The use of active specific
immunotherapy (ASI) for
cancer (
cancer "vaccines") is still in its scientific infancy despite several decades of clinical and basic research. What has been established is the principle that stimulation of the immune response by "crude" (i.e., whole cell-derived)
vaccines has led, in a proportion of patients, to rejection of
tumor masses, in some instances for 10 years or more. Scientific investigations into the nature of recognition of
tumor antigenic determinants (
epitopes) by cytolytic T cells have begun to elucidate the mechanisms underlying rejection, making more precise
vaccines possible.
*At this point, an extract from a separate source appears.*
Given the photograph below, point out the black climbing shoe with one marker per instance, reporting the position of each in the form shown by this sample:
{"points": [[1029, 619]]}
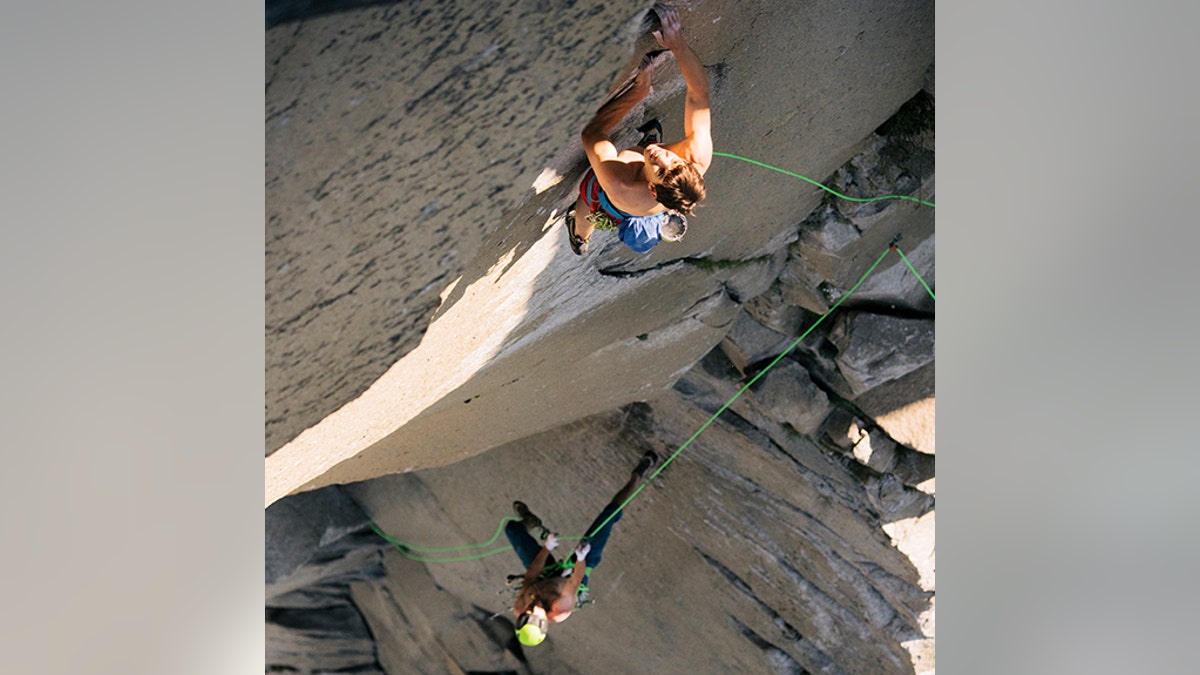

Yet there should be caution about assuming that a single
epitope or even a few
epitopes combined will be as effective as the "crude" materials, which might better be thought of as "polyvalent." ASI in at least one instance may have cured
melanoma in a patient with metastatic disease, but that patient developed another immunologically and genetically distinct
melanoma. This may provide an example of both immunological surveillance against the emergence of new
melanomas and immunological selection of an immunologically resistant
tumor. Combinations of
vaccines with
cytokines, cytolytic T cell infusions, or
chemotherapy may improve the response rates and durations of survival achievable with
vaccines alone. The best rationale for synthetically derived
vaccines may be for prophylaxis-that is, as a true
vaccine-where the use of
tumor-derived materials in normal individuals is difficult to justify ethically.